Jusqu’au moment où les prix de l’immobilier deviennent vraiment trop importants. Malgré les taux d’intérêt bas, les ménages n’ont plus les moyens de se payer un logement. Les prix finissent donc par baisser. Pour les banques, cette baisse signifie que la valeur des logements ne leur garantit plus de se prémunir contre le défaut de paiement : elles augmentent leurs taux d’intérêt. Les ménages se retrouvent alors surendettés, contraints de revendre leur logement à des prix dérisoires.
- Les banques ont été directement responsables du phénomène.

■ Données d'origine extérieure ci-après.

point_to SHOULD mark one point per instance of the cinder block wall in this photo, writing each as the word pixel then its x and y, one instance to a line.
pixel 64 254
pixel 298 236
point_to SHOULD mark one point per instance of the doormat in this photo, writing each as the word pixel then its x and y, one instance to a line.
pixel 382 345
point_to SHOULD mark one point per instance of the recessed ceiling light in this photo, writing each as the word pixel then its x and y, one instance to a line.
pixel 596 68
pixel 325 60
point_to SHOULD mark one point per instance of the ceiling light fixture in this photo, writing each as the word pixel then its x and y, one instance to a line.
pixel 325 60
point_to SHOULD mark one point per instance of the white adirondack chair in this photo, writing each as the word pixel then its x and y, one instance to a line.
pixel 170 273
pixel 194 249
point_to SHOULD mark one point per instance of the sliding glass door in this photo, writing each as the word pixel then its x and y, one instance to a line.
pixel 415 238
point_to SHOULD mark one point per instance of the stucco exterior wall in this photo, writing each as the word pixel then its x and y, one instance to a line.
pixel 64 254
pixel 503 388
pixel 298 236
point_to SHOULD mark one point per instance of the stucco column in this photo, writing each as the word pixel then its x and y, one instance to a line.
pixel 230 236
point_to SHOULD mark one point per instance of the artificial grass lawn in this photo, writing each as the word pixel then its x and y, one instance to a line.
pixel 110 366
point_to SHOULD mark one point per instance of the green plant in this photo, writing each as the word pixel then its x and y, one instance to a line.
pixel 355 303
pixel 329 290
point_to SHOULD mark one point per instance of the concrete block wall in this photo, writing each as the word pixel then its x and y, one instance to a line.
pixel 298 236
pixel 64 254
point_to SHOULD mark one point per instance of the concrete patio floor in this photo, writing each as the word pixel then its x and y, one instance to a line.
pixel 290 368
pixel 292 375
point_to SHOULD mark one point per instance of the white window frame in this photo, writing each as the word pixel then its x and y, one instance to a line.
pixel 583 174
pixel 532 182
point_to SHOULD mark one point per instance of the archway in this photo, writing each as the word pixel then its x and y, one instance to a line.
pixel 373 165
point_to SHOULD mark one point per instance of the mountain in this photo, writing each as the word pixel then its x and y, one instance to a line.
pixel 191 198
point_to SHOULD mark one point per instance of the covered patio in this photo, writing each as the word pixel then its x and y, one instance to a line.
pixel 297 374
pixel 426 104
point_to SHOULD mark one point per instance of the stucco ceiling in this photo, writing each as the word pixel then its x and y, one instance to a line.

Les conséquences se font rapidement ressentir sur la croissance américaine : les sociétés qui se finançaient via le marché de l’immobilier se retrouvent en difficultés car le cours de leurs actions s’effondre.
De leur côté, les ménages, qui voient la valeur de leur patrimoine baisser, réduisent leur consommation pour se constituer une épargne de précaution, entrainant mécaniquement une contraction de la production. Les entreprises, quant à elles, voient notamment la consommation de biens liés au logement diminuer fortement et décident de réduire à leur tour leurs investissements.
Les entreprises mondiales qui dépendent du secteur immobilier sont toutes touchées, entrainant avec elles les entreprises qui leur sont liées. Peu à peu, par ce jeu d’interdépendances, la crise se répand à l’ensemble de la planète, les croissances chutent dans la quasi-totalité des pays industrialisés, comme on peut le voir sur le graphique ci-dessous :
Graphique du taux de croissance du PIB aux États-Unis, en France et dans la zone euro
Conclusion :
Depuis une trentaine d’année, les crises financières ont tendance à se multiplier. Ces crises s’expliquent notamment par un mécanisme étroitement lié à la stratégie des banques : le cycle du crédit. Par leurs comportements, les banques contribuent parfois à générer ou alimenter encore davantage les situations de récession. En 2008, la crise des « subprimes » aux états-unis est l’un des exemples les plus révélateurs. Depuis pourtant, les pouvoirs publics, les chefs d’états, ont décidé de mettre en place de nouvelles règles destinées à mieux encadrer les activités bancaires et empêcher ce genre de situation de se renouveler.